Enhanced glucose cycling and suppressed de novo synthesis of glucose-6-phosphate result in a net unchanged hepatic glucose output in ob/ob mice

Aims/hypothesis. Leptin-deficient ob/ob mice are hyperinsulinaemic and hyperglycaemic; however, the cause of hyperglycaemia remains largely unknown. Methods. Glucose metabolism in vivo in 9-h fasted ob/ob mice and lean littermates was studied by infusing [U-C-13]-glucose, [2-C-13]-glycerol, [1-H-2]-galactose and paracetamol for 6 h, applying mass isotopomer distribution analysis on blood glucose and urinary paracetamol-glucuronide. Results. When expressed on the basis of body weight, endogenous glucose production (109 23 vs 152 +/- 27 mumol.kg(-1).min(-1), obese versus lean mice, p<0.01) and de novo synthesis of glucose-6-phosphate (122 +/- 13 vs 160 +/- 6 mu mol.kg(-1).min(-1), obese versus lean mice, p<0.001) were lower in ob/ob mice than in lean littermates.

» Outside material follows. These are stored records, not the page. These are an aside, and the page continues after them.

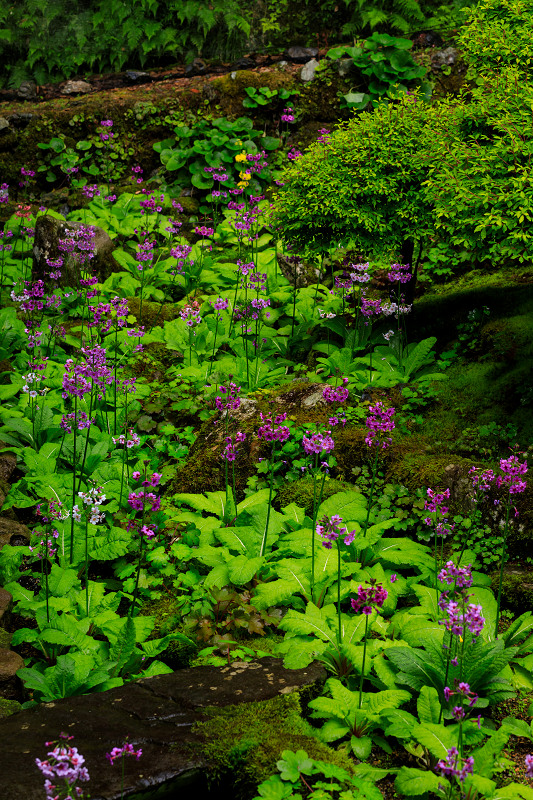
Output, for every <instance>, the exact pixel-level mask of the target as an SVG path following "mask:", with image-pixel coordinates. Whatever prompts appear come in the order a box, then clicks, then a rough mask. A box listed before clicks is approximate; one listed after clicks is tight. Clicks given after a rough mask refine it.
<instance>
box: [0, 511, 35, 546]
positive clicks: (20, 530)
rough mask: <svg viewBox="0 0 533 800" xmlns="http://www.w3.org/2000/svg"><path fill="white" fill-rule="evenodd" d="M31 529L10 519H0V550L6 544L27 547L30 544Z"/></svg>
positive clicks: (4, 517)
mask: <svg viewBox="0 0 533 800" xmlns="http://www.w3.org/2000/svg"><path fill="white" fill-rule="evenodd" d="M30 536H31V534H30V529H29V528H27V527H26V525H22V524H21V523H20V522H16V521H15V520H14V519H9V517H0V550H1V549H2V547H3V546H4V545H5V544H11V545H20V544H24V545H27V544H29V543H30Z"/></svg>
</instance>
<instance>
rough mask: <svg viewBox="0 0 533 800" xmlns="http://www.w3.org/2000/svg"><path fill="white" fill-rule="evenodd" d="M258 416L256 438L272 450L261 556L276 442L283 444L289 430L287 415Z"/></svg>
mask: <svg viewBox="0 0 533 800" xmlns="http://www.w3.org/2000/svg"><path fill="white" fill-rule="evenodd" d="M259 416H260V417H261V422H262V423H263V424H262V425H260V426H259V428H258V429H257V436H258V438H259V439H264V440H265V442H270V443H271V444H272V450H271V453H270V487H269V493H268V508H267V518H266V522H265V529H264V531H263V537H262V539H261V549H260V552H259V554H260V555H261V556H264V555H265V552H266V546H267V541H268V525H269V522H270V511H271V508H272V491H273V487H274V465H275V460H276V445H277V443H278V442H281V443H282V444H283V442H285V441H286V440H287V439H288V438H289V436H290V433H291V432H290V430H289V428H288V427H287V426H286V425H283V423H284V422H285V420H286V419H287V414H278V415H277V416H276V417H274V416H273V415H272V414H271V415H270V417H267V416H263V414H262V413H261V412H259Z"/></svg>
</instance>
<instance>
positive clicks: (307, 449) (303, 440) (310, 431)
mask: <svg viewBox="0 0 533 800" xmlns="http://www.w3.org/2000/svg"><path fill="white" fill-rule="evenodd" d="M330 434H331V431H326V432H325V433H321V432H320V431H318V430H317V432H316V433H311V431H307V436H304V437H303V439H302V445H303V448H304V450H305V452H306V454H307V455H308V456H312V457H313V458H314V465H313V469H312V475H313V525H312V528H311V598H314V591H315V526H316V517H317V513H318V508H319V506H320V503H321V501H322V493H323V491H324V481H325V480H326V474H327V466H328V464H327V462H322V467H324V464H325V468H324V469H322V480H321V483H320V492H319V495H318V499H317V491H316V490H317V484H318V479H319V476H320V470H319V467H318V461H319V459H323V458H324V457H325V456H326V455H328V454H329V453H331V451H332V450H333V448H334V447H335V442H334V441H333V439H332V438H331V435H330ZM316 530H317V531H318V526H316Z"/></svg>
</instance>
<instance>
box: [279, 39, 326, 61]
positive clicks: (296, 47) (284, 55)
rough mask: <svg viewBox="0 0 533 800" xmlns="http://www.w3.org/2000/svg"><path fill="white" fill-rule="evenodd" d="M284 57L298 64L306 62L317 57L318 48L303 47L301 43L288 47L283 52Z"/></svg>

In contrast, glucose cycling was greatly increased in obese mice (56 +/- 13 vs 26 +/- 4 mumol.kg(-1).min(-1), obese versus lean mice, p<0.001). As a result, total hepatic glucose output remained unaffected (165 31 vs 178 +/- 28 mu mol.kg(-1).min(-1), obese vs lean mice, NS). The metabolic clearance rate of glucose was significantly lower in obese mice (8 +/- 2 vs 18 +/- 2 ml.kg(-l).min(-1), obese versus lean mice, p<0.001). Hepatic mRNA levels of genes encoding for glucokinase and pyruvate kinase were markedly increased in ob/ob mice. Conclusions/interpretation. Unaffected total hepatic glucose output in the presence of hyperinsulinaemia reflects hepatic insulin resistance in ob/ob mice, which is associated with markedly increased rates of glucose cycling. Hyperglycaemia in ob/ob mice primarily results from a decreased metabolic clearance rate of glucose.